I’ve now spent 40 years rescuing, teaching and lecturing on Shaker basketry.  Along the way I saw a need for a good supplier and teacher for Nantucket basketry.  The shop began making all the supplies necessary and we in the shop traveled teaching Shaker and Nantucket basketry for the next decade.  My love has always been for the Shaker.  That is where my heart lies.  Now being somewhat retired it is ash splint and Shaker basketry that I hope to spend my time.

In 1986 we wrote and published Legend of the Bushwhacker Basket, Wetherbee and Taylor.  It took us 8 years to find who were the makers of these baskets.  These were the baskets that were always thought of in the antiques world as being Shaker.  Once we had taught ourselves to be woodworking basket makers we knew they couldn’t be.  We found these baskets came from West Taghkanic, New York.  They were made by people who hid in the woods and were maligned.  We wrote and printed, Legend of the Bushwhacker Basket; number one, to give credit to the makers of these great baskets and to show that they were not Shaker made.  Number two, we wrote for the antiques dealer and showed them the signature left by the basket makers.  All basket makers made all their baskets with the same techniques that are often times unlike others.  This book taught people to see the maker in the basket.  With this the antiques world came alive in search of these baskets.  Following that book we wrote Shaker Baskets, Wetherbee and Taylor.  This was the culmination of our 10 year life altering search.  For the first time there was authenticity to be proven.  Here is a book for people to reference with assuredness.  There are 361 photos that you can trust are what they say they are.  The hunt for Shaker baskets was on.  Needless to say these books were a must for the antique dealer and Shaker enthusiasts libraries.  They are still in print and available only at our shop.

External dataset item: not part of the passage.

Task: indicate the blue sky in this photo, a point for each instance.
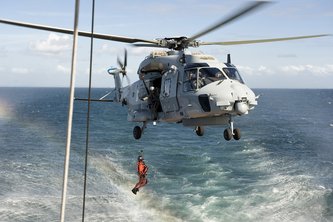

My son Eric joined us at the shop full time once he graduated from high school.  Baskets had always been a part of his life.  He traveled with us to conventions in the summer and also made baskets with us.  He was an important part of the shop into his thirties.
 
After 25 years of exciting discovery and development Martha left the family, the business and the beautiful complex we had built together in the Sanbornton, NH woods.  Eric kept the business alive while I repaired by life and found my wife, Kathy.  Eventually Sanbornton didn’t feel like home.  Kathy and I moved to Warner, NH where all things were convenient and we had found a beautiful home on the river.  After 12 years we decided to follow the sun and Tennessee was the obvious choice.  Here we purchased a store front for the business, a beautifully landscaped home and a little park land with 5 ponds.